23. The pharmaceutical composition of claim 20 wherein the composition comprises from about 0.1 mg to about 20 mg of bioperin as a unit dose.

24. The pharmaceutical composition of claim 22 wherein the composition comprises from about 0.1 mg to about 20 mg of bioperin as a unit dose.

25. The pharmaceutical composition of claim 20 wherein the pharmaceutical composition is formulated for the treatment of a disease or condition selected from the group consisting of pain, inflammation, arthritic conditions and other chronic rheumatic diseases, muscle spasms, and headache.

26. A method treating a patient who has a condition selected from the group consisting of pain, inflammation, arthritic conditions and other chronic rheumatic diseases, muscle spasms, and headache comprising the step of administering a therapeutically effective dose of the pharmaceutical composition of claim 1 to the patient to treat the patient.

27. A method treating a patient who has a condition selected from the group consisting of pain, inflammation, arthritic conditions and other chronic rheumatic diseases, muscle spasms, and headache comprising the step of administering a therapeutically effective dose of the pharmaceutical composition of claim 7 to the patient to treat the patient.

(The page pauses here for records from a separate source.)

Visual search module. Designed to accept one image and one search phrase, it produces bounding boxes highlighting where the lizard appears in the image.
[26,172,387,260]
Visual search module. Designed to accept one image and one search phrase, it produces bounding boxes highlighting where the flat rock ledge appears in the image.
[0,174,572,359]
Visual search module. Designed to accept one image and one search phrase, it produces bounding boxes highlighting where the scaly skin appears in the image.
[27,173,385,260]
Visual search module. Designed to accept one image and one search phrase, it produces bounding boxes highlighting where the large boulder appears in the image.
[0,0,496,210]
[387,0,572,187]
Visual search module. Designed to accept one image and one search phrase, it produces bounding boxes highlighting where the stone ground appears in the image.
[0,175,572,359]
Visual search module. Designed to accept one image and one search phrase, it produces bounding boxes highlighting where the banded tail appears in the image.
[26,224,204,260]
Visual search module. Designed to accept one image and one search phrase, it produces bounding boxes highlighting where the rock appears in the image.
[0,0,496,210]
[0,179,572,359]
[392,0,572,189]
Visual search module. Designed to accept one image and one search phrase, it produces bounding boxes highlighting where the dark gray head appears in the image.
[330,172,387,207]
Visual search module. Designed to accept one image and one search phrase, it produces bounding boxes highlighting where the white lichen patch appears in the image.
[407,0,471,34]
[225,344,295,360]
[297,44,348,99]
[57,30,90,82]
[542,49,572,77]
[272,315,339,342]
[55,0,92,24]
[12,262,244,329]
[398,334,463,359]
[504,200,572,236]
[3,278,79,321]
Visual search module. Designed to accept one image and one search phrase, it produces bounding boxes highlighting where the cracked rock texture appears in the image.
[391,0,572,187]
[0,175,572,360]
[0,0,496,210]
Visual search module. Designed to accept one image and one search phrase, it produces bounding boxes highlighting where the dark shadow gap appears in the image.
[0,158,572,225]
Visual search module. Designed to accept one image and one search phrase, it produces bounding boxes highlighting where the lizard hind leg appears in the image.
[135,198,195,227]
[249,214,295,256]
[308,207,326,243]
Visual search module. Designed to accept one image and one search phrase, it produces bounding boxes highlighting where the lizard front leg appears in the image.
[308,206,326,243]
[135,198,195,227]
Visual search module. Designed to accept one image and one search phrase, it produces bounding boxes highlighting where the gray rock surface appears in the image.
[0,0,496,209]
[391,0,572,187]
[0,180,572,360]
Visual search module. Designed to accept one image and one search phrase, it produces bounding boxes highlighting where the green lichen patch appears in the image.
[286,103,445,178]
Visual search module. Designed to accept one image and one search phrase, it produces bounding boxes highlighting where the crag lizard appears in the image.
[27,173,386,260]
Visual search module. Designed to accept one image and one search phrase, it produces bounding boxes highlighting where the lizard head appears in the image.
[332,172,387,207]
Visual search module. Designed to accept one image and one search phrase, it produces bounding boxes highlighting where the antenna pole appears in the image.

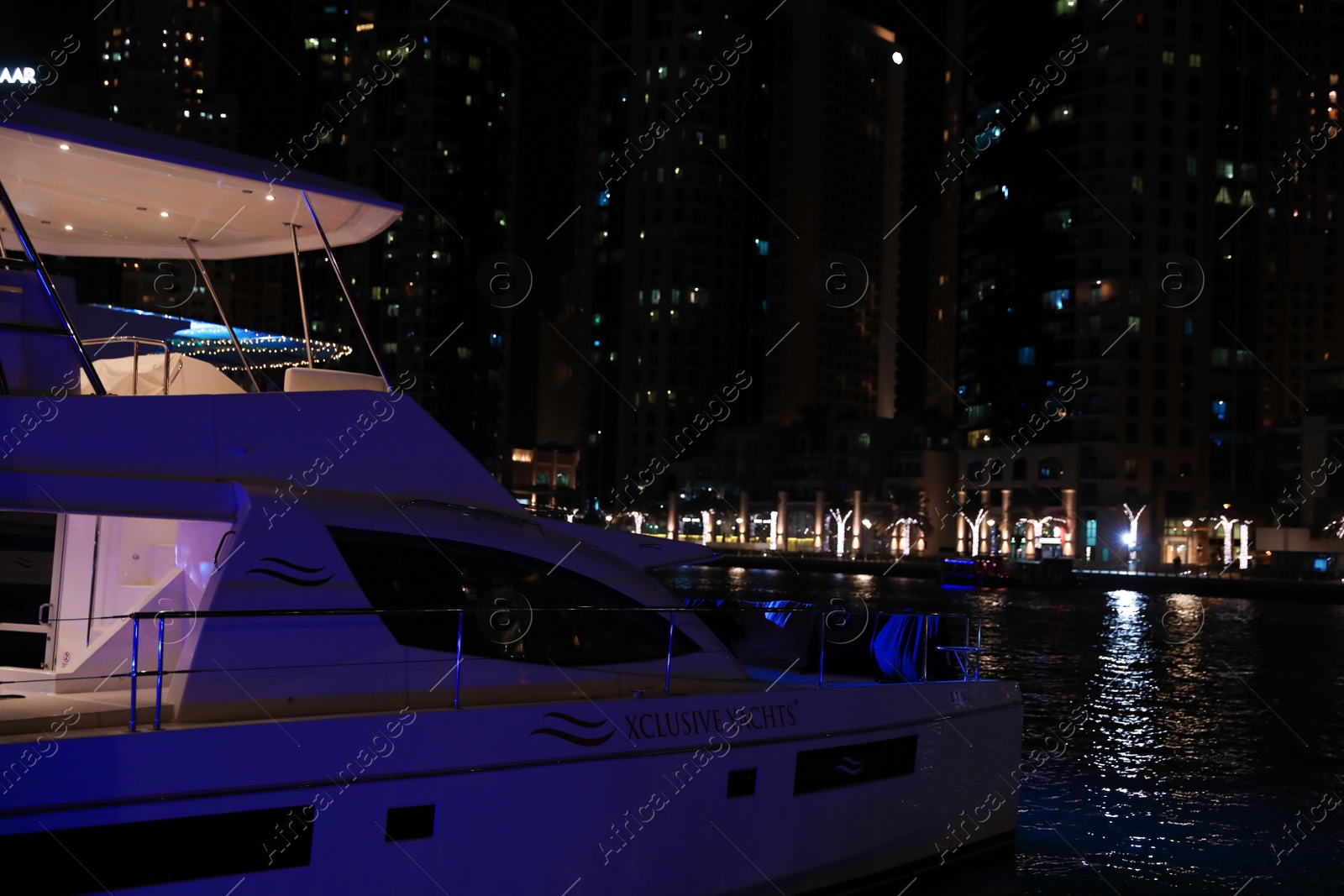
[300,192,392,392]
[179,237,260,392]
[287,224,313,369]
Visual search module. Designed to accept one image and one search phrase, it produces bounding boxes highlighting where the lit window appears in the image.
[1046,208,1074,233]
[1040,289,1073,312]
[1050,102,1074,125]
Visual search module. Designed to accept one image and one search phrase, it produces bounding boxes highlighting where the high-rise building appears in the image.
[768,0,906,422]
[1247,3,1344,495]
[90,0,298,341]
[94,0,238,149]
[561,0,903,505]
[561,0,773,505]
[929,0,1252,560]
[292,0,527,473]
[927,0,1344,562]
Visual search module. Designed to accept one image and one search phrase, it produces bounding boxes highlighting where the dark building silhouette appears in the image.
[551,0,902,506]
[292,0,526,474]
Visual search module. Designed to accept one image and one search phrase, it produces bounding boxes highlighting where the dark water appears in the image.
[663,567,1344,896]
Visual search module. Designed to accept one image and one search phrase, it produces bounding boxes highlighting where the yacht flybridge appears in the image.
[0,105,1021,896]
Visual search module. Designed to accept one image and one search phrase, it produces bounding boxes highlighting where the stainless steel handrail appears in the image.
[126,605,985,731]
[79,336,172,395]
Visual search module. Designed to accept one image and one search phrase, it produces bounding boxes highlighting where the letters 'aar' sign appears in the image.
[0,65,38,85]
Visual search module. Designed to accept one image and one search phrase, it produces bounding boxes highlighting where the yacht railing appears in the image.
[79,336,181,395]
[123,605,985,731]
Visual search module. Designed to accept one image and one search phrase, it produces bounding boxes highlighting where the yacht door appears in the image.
[0,511,59,669]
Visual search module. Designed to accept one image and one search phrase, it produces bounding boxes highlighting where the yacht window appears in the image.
[329,527,699,666]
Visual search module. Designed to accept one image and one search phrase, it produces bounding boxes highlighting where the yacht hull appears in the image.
[0,681,1021,896]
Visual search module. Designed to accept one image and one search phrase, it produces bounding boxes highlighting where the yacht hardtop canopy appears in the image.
[0,103,402,258]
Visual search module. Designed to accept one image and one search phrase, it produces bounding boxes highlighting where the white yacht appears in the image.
[0,105,1021,896]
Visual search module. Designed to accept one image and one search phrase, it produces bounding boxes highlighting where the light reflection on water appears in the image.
[663,567,1344,896]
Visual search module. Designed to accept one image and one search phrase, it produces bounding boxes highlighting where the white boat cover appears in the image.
[79,352,244,395]
[0,102,402,258]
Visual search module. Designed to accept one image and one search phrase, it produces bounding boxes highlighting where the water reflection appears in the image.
[664,569,1344,896]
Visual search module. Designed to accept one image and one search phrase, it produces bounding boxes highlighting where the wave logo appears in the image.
[836,757,863,777]
[528,712,616,747]
[247,558,336,589]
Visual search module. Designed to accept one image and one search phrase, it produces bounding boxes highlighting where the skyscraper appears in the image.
[292,0,526,471]
[929,0,1340,562]
[543,0,902,504]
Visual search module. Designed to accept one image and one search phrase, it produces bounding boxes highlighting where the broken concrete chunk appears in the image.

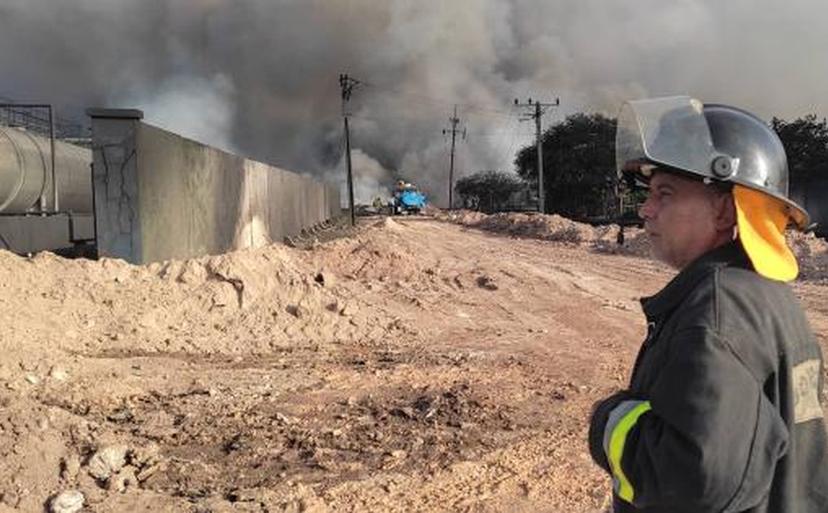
[60,454,80,481]
[87,445,128,481]
[49,490,84,513]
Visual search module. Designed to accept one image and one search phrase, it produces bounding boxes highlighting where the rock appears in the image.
[339,303,358,317]
[49,365,69,381]
[87,444,127,481]
[106,465,138,492]
[60,454,80,481]
[49,490,84,513]
[129,442,161,468]
[390,449,408,460]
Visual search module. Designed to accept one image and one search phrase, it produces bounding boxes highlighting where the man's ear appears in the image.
[713,193,736,231]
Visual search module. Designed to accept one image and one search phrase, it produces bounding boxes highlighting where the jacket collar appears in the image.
[641,239,753,319]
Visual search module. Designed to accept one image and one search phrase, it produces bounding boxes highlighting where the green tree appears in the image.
[454,171,526,212]
[515,113,618,219]
[771,114,828,188]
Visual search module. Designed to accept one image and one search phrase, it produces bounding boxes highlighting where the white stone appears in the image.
[50,490,84,513]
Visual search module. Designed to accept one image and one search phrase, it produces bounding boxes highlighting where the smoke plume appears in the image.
[0,0,828,204]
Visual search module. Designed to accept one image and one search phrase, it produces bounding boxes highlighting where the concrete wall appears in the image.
[791,178,828,238]
[90,110,340,263]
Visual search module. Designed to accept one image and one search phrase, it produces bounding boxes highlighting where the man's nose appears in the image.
[638,195,655,219]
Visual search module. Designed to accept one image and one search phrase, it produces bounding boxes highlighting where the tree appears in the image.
[515,113,618,219]
[771,114,828,188]
[454,171,526,212]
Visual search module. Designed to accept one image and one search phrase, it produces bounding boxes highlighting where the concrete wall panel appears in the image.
[93,111,340,263]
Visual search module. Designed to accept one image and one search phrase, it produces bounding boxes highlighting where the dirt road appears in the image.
[0,218,828,512]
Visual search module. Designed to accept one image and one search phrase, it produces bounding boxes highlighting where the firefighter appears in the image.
[589,97,828,513]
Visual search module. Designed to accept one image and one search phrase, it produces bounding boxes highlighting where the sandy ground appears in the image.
[0,213,828,513]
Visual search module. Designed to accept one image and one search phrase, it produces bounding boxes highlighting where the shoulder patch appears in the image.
[791,359,823,424]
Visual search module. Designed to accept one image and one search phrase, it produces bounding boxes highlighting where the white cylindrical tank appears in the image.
[0,126,92,214]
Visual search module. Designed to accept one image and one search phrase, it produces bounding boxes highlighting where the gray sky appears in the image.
[0,0,828,206]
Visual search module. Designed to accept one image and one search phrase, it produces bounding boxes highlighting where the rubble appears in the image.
[49,490,84,513]
[0,211,828,513]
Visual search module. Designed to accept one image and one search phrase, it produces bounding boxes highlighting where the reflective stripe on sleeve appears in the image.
[603,401,651,503]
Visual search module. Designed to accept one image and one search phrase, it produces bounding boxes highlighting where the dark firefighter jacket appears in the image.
[589,241,828,513]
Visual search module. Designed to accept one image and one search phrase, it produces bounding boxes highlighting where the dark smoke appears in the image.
[0,0,828,206]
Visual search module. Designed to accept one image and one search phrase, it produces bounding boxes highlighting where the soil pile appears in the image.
[0,217,828,513]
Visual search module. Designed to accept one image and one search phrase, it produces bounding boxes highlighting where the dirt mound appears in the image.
[787,231,828,281]
[0,236,415,358]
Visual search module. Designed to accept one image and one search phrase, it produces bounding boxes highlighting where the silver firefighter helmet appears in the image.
[615,96,809,230]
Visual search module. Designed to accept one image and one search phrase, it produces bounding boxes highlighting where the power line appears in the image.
[339,73,359,226]
[443,106,466,210]
[515,98,561,214]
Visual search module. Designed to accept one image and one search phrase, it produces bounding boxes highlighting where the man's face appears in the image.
[639,171,733,269]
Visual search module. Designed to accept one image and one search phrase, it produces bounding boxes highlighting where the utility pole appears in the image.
[339,73,359,226]
[515,98,561,214]
[443,105,466,210]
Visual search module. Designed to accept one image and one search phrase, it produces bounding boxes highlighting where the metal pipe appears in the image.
[49,105,60,213]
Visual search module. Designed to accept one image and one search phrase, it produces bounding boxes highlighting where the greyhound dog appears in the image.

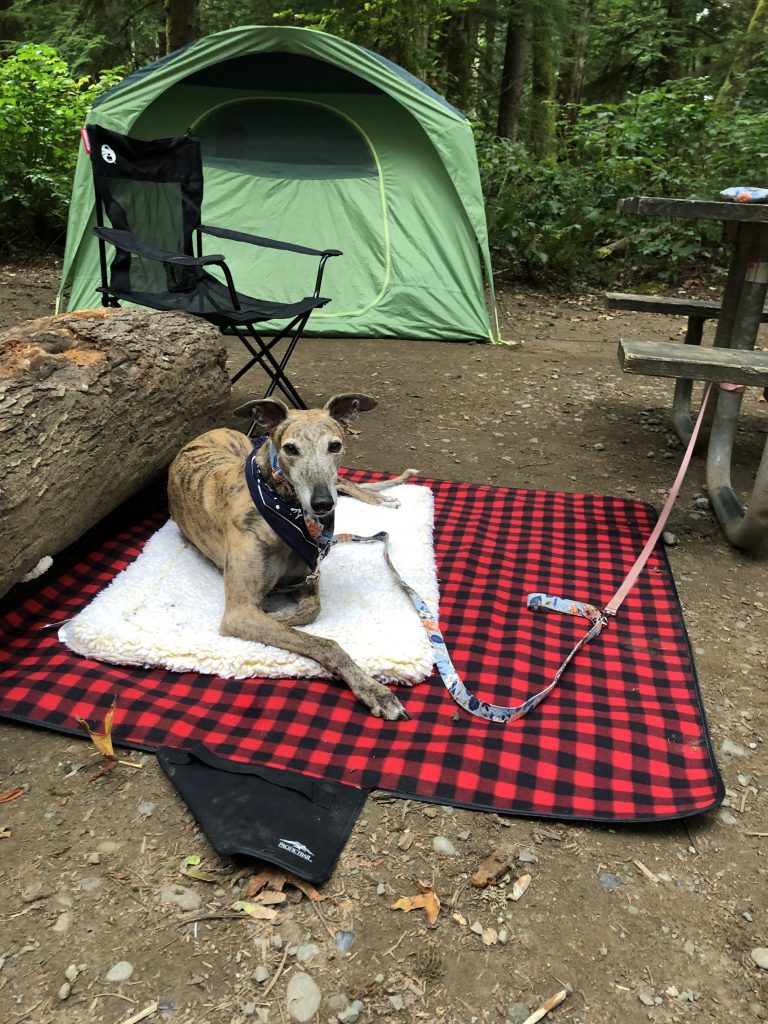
[168,394,416,721]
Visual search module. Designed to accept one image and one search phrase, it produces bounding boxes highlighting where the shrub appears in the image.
[0,44,121,249]
[478,78,768,284]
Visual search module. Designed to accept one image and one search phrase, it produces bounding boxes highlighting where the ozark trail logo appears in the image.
[278,839,314,861]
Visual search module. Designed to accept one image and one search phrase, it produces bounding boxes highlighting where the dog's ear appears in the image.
[325,394,376,427]
[232,398,288,434]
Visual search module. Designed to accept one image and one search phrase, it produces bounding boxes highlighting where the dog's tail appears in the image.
[359,469,419,490]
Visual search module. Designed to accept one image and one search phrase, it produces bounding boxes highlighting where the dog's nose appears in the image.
[311,490,335,515]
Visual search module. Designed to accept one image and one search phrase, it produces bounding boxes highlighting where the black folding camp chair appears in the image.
[86,125,341,409]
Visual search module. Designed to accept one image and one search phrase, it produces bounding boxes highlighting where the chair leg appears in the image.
[230,313,309,409]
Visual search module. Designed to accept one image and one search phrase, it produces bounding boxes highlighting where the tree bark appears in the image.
[0,309,230,597]
[529,4,558,160]
[497,3,528,142]
[715,0,768,108]
[560,0,594,105]
[442,10,478,113]
[163,0,198,53]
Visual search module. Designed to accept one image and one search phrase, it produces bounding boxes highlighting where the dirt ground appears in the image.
[0,263,768,1024]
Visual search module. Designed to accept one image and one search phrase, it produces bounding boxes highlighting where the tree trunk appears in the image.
[163,0,198,53]
[560,0,594,105]
[716,0,768,106]
[442,10,477,113]
[529,4,558,160]
[497,3,528,142]
[0,309,230,597]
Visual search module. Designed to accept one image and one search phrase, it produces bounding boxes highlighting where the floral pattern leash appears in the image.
[325,385,722,724]
[314,530,607,724]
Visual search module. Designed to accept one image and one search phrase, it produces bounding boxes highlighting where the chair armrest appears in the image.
[93,227,224,266]
[200,224,343,256]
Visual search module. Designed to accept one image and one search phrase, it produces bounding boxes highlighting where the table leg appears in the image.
[672,224,756,452]
[707,224,768,549]
[672,316,705,451]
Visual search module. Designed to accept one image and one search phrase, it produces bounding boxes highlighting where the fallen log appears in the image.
[0,309,230,597]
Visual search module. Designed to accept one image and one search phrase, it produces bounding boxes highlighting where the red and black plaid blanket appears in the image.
[0,472,723,821]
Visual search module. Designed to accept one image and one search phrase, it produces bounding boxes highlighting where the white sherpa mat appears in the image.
[58,484,439,684]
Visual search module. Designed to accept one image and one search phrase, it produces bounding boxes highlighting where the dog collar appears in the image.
[245,437,334,570]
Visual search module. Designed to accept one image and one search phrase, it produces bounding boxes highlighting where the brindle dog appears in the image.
[168,394,415,720]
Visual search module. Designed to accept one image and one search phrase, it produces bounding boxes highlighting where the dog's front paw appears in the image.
[379,495,400,509]
[356,679,411,722]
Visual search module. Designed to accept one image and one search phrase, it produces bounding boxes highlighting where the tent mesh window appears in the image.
[195,98,377,179]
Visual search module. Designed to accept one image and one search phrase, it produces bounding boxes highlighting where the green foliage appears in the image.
[478,78,768,283]
[0,44,120,249]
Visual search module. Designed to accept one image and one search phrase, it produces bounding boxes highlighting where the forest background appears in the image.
[0,0,768,287]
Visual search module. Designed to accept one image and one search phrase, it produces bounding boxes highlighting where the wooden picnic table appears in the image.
[618,196,768,550]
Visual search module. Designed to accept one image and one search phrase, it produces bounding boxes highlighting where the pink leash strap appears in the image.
[603,384,712,615]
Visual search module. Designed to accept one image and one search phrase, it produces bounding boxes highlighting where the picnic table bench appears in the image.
[618,196,768,551]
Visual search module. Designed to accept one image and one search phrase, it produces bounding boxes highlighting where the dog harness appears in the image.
[246,436,334,571]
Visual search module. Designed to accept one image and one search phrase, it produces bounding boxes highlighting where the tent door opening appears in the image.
[190,94,390,317]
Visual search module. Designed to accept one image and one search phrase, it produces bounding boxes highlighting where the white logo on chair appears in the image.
[278,839,314,861]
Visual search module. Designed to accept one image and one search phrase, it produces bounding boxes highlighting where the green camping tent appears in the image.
[59,26,497,340]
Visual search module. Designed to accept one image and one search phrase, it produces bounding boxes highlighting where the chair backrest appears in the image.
[86,125,203,293]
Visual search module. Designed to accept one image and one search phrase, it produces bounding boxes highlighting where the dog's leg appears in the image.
[337,469,418,509]
[220,545,408,721]
[261,583,321,626]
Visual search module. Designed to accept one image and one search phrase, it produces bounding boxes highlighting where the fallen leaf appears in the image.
[256,889,288,906]
[179,853,216,882]
[0,785,27,804]
[471,850,509,889]
[243,867,325,903]
[286,874,326,903]
[77,697,118,761]
[389,882,440,928]
[510,874,530,903]
[232,899,278,921]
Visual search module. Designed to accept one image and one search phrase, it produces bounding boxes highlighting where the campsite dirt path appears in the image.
[0,263,768,1024]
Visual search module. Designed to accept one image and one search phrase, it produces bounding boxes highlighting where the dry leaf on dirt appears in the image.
[0,785,27,804]
[472,850,509,889]
[389,882,440,928]
[232,899,278,921]
[243,867,325,903]
[243,868,286,899]
[77,697,118,762]
[256,889,288,906]
[179,853,216,882]
[510,874,530,903]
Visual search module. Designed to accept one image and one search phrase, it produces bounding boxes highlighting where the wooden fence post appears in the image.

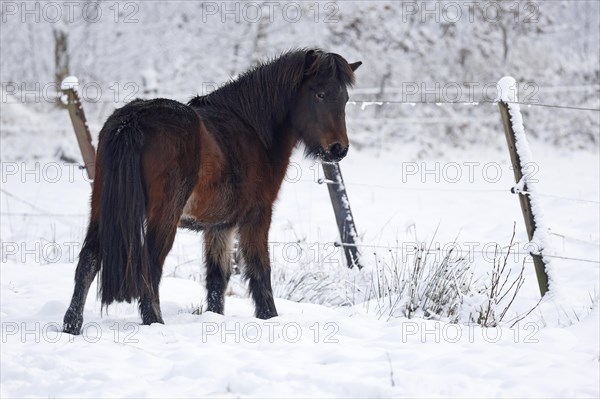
[498,78,548,296]
[322,162,362,269]
[61,77,96,181]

28. A method treating a patient Who has a condition selected from the group consisting of pain, inflammation, arthritic conditions and other chronic rheumatic diseases, muscle spasms, and headache comprising the step of administering a therapeutically effective dose of the pharmaceutical composition of claim 14 to the patient to treat the patient.

29. A method treating a patient who has a condition selected from the group consisting of pain, inflammation, arthritic conditions and other chronic rheumatic diseases, muscle spasms, and headache comprising the step of administering a therapeutically effective dose of the pharmaceutical composition of claim 20 to the patient to treat the patient.

30. A purified preparation of harpagoside that comprises at least 45% harpagoside.